Avete capito bene. La traduzione del passaggio incriminato recita più o meno: “Dobbiamo fermare l’idealizzazione della violenza nella nostra società. Ciò include i videogiochi atroci e raccapriccianti che sono ormai all’ordine del giorno. Oggi è troppo facile per i giovani in difficoltà circondarsi di una cultura che celebra la violenza, dobbiamo riconoscere che internet ha fornito una via pericolosa per le menti disturbate radicalizzate”. I videogiochi tornano dunque sulla scena come capro espiatorio per crimini efferati, nonostante nessuno studio abbia mai ufficialmente dimostrato una correlazione tra il loro uso e la propensione alla violenza.
Riportiamo questa notizia ben conoscendo il pregiudizio verso una forma di intrattenimento che, soprattutto negli ultimi anni e in alcune sue manifestazioni, non ha nulla da invidiare al mondo della cinematografia.

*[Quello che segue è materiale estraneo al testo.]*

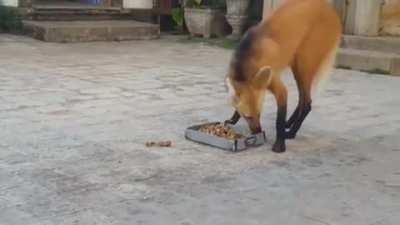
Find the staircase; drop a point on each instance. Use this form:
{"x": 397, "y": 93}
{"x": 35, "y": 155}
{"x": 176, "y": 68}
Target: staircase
{"x": 371, "y": 54}
{"x": 86, "y": 23}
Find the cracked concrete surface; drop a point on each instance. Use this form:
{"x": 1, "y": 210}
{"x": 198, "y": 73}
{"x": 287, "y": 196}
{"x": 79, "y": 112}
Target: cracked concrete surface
{"x": 74, "y": 119}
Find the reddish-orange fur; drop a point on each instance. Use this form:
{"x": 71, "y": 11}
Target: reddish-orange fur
{"x": 301, "y": 34}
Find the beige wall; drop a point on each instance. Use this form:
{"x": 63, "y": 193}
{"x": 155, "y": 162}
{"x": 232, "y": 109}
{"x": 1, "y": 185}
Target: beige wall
{"x": 13, "y": 3}
{"x": 390, "y": 18}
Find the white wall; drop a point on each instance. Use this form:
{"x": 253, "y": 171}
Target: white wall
{"x": 9, "y": 2}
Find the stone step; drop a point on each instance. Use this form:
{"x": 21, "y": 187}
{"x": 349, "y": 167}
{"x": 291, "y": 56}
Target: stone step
{"x": 382, "y": 44}
{"x": 77, "y": 14}
{"x": 83, "y": 31}
{"x": 369, "y": 61}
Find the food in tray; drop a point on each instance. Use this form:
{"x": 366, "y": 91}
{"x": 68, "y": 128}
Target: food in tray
{"x": 221, "y": 131}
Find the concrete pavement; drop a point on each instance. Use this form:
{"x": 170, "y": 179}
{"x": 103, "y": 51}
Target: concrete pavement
{"x": 74, "y": 119}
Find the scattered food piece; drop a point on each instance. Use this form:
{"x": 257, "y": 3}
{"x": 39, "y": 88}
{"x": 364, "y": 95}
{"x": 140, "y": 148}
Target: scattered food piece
{"x": 221, "y": 131}
{"x": 166, "y": 144}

Sarebbe bello, però, se almeno personalità di primissimo rilievo come il presidente degli Stati Uniti evitassero di alimentare una caccia alle streghe nei confronti dei videogiocatori che non poggia su alcuna base scientifica.
[…] fatto discutere, qualche giorno fa, le dichiarazioni del presidente Donald Trump che associavano i videogiochi con contenuti violenti e le sparatorie di massa che terrorizzano gli […]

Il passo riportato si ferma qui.